I wonder what would need to happen to convince people that:
1. Even if you do something extremely low level, you can draw a distinction between your hardware and the interface that 99% of your software runs at.
2. You can develop complex behaviors iteratively with automated testing just like you can develop complex programs iteratively (tests are just programs).
https://technology.riotgames.com/news/automated-testing-leag...
3. It's worth it.
I work at (relatively) low levels, and I would absolutely love to have extensive tests (plus more, e.g. TLA+ models to prove critical properties of the systems I work on).
The pushback comes from stakeholders. They don't want to invest time and money into automated testing.
And when no automated testing has been done yet, you can guess that the system hasn't been architected to be easily testable. Figuring out how to add useful tests without massive (time-consuming and expensive, potentially error-prone) re-architecting is also something that requires quite a bit of investment.

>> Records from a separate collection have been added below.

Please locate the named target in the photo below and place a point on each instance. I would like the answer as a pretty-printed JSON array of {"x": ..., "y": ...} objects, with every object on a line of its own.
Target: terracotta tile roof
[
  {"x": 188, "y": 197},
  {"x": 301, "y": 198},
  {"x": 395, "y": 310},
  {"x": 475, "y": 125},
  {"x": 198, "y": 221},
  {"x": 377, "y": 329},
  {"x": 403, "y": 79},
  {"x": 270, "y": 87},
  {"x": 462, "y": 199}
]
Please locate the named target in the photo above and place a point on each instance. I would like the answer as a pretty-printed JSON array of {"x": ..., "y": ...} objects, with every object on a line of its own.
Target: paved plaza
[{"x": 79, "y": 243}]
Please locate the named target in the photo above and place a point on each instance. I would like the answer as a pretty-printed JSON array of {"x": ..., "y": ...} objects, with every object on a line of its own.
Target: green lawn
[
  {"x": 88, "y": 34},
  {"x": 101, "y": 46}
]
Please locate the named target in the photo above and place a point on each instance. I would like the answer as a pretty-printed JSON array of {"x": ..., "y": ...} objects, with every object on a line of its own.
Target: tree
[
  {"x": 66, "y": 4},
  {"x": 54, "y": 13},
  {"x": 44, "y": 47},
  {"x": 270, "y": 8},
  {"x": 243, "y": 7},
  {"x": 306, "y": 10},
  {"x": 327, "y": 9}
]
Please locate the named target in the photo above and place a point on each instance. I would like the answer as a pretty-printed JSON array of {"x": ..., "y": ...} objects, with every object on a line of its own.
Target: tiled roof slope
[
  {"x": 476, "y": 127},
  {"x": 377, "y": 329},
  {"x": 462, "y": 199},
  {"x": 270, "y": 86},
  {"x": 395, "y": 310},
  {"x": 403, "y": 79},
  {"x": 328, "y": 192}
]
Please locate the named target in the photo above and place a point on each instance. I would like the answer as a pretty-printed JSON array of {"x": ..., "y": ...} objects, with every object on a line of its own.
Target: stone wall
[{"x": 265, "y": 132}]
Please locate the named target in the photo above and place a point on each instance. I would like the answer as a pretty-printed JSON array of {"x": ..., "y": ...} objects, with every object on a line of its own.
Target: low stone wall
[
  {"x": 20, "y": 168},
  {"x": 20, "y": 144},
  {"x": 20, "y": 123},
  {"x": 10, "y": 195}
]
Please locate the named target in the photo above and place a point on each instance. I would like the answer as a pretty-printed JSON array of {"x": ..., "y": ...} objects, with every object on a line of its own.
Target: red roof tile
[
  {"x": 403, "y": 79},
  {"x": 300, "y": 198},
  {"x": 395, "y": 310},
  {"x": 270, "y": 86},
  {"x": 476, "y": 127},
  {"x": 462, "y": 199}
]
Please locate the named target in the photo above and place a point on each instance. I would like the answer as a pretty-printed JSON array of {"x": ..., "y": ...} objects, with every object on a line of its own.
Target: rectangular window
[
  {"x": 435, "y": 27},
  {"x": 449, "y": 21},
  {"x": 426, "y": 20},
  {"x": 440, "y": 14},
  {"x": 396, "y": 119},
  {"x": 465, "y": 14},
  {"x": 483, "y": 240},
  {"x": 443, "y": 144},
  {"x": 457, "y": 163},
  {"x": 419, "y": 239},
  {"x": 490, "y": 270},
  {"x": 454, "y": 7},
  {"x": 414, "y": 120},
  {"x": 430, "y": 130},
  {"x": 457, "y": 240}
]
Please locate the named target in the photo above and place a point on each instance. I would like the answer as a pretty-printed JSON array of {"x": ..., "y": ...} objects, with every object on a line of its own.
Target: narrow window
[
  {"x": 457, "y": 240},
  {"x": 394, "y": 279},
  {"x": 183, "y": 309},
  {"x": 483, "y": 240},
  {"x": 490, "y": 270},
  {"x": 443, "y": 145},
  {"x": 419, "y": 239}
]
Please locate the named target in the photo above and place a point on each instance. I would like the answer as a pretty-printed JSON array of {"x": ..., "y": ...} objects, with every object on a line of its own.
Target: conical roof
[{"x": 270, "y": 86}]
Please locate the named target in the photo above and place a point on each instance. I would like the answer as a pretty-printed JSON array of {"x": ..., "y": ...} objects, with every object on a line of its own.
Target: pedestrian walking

Of course a part of is just lack of experience. If someone who knows how it's done could lead by example and show the ropes, that'd probably help. Getting the framework off the ground could be the key to sneaking in some tests in the future, even when nobody asks for them.
So we have spent 2 months writing black box tests against the RabbitMQ version, swapped it out with Kafka and fixed all issues within a couple of weeks.
Since then, I believe that the integration tests are so much more valuable than unit tests.
I would normally agree with you, but a TCP Stack is one of those things where I vehemently disagree.
Communication stacks, in general, are giant piles of implicit state unless you go out of your way to manage the state explicitly. As such, they have obscure bugs which are difficult to find when some of the cases are hit rarely.
A communication stack really needs to be written such that the inputs (including TIME), the outputs, the current state, and the next state are all quite explicit. This enables you to test the stack because it is now deterministic with respect to inputs and outputs.
Yes, it's not easy. And it requires that you really mean it and architect it that way. You may not be able to evolve your current stack and may have to throw it away--that's never going to be popular.
However, every single time I have done this for a communication stack (USB, CANopen, BLE, etc.), the result was that the new stack quickly overtook the old stack on basically every metric worth monitoring (throughput, latency, reliability, bug rate, etc.).
Now, to be fair, I was obviously replacing a communication stack that was some level of "pile of crap" or I wouldn't have done it. However, I'm just one person, and those stacks generally came from a company who had a vested interest in it not sucking. I'm not some amazing programmer, and I certainly didn't spend more time on it than the original stack, so it really comes down to the fact that the "underlying architecture" was simply a better idea.
There's been a lot of research, and internal studies, done at many companies that show pretty impressive benefits.
When really questioned most engineers just say "I know my code works" or "I test my code, I don't need automated tests". That's the mentality I just don't understand.
> Testing takes effort and makes it harder to change things.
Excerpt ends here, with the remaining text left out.